En l’espèce, Monsieur [B] [T], partie succombant, sera condamné aux entiers dépens de l’instance, avec droit de recouvrement direct au profit de Maître Virginie BRUNET, Avocat, pour les frais dont il a été fait l’avance.
Sur les frais irrépétibles
Aux termes de l’article 700 du code de procédure civile, le juge condamne la partie tenue aux dépens ou qui perd son procès à payer :
1° A l’autre partie la somme qu’il détermine, au titre des frais exposés et non compris dans les dépens ;
2° Et, le cas échéant, à l’avocat du bénéficiaire de l’aide juridictionnelle partielle ou totale une somme au titre des honoraires et frais, non compris dans les dépens, que le bénéficiaire de l’aide aurait exposés s’il n’avait pas eu cette aide. Dans ce cas, il est procédé comme il est dit aux alinéas 3 et 4 de l’article 37 de la loi n° 91-647 du 10 juillet 1991.
Dans tous les cas, le juge tient compte de l’équité ou de la situation économique de la partie condamnée. Il peut, même d’office, pour des raisons tirées des mêmes considérations, dire qu’il n’y a pas lieu à ces condamnations.
Les parties peuvent produire les justificatifs des sommes qu’elles demandent.
La somme allouée au titre du 2° ne peut être inférieure à la part contributive de l’Etat majorée de 50 %.
En l’espèce, l’équité et la solution du litige motivent de condamner Monsieur [B] [T] à verser à la société CASDEN BANQUE POPULAIRE la somme de 1000 euros au titre des frais irrépétibles.
Sur l’exécution provisoire
Aux termes des articles 514 et 515 du code de procédure civile, les décisions de première instance sont de droit exécutoires à titre provisoire à moins que la loi ou la décision rendue n’en dispose autrement.
Le juge peut écarter l’exécution provisoire de droit, en tout ou partie, s’il estime qu’elle est incompatible avec la nature de l’affaire.

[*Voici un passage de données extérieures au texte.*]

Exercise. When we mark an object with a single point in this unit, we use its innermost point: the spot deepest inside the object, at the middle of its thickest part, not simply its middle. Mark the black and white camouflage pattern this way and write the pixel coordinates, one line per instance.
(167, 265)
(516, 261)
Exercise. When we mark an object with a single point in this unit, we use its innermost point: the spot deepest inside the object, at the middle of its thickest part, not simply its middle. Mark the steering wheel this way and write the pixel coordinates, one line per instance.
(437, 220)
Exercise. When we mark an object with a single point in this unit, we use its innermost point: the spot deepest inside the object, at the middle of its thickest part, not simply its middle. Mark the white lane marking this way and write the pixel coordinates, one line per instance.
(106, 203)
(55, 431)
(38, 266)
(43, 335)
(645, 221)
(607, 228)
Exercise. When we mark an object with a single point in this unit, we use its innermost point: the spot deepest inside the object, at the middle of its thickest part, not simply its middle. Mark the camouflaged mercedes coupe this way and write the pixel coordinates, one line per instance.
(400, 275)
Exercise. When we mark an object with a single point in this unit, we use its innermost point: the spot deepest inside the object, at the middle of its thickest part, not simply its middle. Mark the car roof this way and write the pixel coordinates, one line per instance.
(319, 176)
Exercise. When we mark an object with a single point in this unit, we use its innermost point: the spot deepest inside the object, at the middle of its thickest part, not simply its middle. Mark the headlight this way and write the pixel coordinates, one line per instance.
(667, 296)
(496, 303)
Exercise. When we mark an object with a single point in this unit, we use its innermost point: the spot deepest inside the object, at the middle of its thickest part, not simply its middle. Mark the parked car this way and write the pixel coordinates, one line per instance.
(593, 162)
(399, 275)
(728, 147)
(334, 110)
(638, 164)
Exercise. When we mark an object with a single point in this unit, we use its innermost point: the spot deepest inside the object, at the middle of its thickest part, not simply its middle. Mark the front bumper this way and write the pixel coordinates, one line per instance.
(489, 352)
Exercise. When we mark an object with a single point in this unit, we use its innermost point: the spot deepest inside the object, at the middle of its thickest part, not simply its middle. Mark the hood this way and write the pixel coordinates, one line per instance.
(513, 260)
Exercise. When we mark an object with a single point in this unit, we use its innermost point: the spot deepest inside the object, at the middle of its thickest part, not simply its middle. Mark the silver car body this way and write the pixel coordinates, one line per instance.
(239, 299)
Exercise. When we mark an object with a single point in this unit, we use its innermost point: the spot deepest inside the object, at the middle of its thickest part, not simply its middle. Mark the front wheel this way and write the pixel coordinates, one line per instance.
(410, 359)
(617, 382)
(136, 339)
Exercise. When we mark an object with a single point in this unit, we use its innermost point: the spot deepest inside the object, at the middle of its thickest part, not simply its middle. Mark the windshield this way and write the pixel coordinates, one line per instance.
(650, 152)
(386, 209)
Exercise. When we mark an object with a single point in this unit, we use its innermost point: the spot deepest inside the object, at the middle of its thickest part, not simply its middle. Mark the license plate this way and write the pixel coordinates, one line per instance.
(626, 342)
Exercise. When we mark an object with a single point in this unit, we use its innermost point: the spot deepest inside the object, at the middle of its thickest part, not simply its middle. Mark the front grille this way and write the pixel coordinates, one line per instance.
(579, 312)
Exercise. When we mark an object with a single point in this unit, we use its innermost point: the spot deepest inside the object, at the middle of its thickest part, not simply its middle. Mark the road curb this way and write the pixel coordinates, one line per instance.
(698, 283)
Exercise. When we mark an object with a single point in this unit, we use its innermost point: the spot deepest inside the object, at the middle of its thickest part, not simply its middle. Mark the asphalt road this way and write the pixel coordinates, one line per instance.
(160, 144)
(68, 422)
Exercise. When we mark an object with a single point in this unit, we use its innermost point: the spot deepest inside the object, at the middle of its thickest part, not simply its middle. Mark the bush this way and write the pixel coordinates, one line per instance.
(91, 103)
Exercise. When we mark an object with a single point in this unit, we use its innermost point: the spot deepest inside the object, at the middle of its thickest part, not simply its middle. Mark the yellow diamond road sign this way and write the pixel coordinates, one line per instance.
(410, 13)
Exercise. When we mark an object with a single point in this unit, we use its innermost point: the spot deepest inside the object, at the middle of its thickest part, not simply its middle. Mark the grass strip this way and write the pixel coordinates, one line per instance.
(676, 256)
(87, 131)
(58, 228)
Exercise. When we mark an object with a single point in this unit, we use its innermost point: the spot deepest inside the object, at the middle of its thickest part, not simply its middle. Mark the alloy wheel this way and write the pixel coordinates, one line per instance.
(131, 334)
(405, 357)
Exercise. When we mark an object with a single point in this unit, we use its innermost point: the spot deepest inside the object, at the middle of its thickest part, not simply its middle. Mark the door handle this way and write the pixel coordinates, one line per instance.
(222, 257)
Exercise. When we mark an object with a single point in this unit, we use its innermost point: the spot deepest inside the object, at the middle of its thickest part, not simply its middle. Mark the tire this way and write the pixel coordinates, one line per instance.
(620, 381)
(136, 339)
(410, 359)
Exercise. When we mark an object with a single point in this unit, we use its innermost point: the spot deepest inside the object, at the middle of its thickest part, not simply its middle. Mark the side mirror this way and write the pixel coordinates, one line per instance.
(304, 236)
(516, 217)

Il statue, d’office ou à la demande d’une partie, par décision spécialement motivée.
Compte-tenu de ces dispositions, celle-ci n’étant pas incompatible avec la nature de l’affaire, il sera rappelé que l’exécution provisoire est de droit.
PAR CES MOTIFS
Le tribunal, statuant en audience publique, par jugement contradictoire et en premier ressort,
CONDAMNE Monsieur [B] [T] à payer à la société CASDEN BANQUE POPULAIRE la somme de 104.922,87 euros outre intérêts au taux de contractuel de 0.80% à compter du 10/07/2023 sur la somme de 103.422, 87 euros et au taux légal sur la somme de 1500 euros à compter du 11 mai 2023,
CONDAMNE Monsieur [B] [T] aux entiers dépens de la procédure, avec droit de recouvrement direct au profit de Maître Virginie BRUNET, Avocat, pour les frais dont il a été fait l’avance,
CONDAMNE Monsieur [B] [T] à payer à la société CASDEN BANQUE POPULAIRE la somme de 1000 euros au titre des dispositions de l’article 700 du code de procédure civile,
RAPPELLE que l’exécution provisoire de la présente décision est de droit.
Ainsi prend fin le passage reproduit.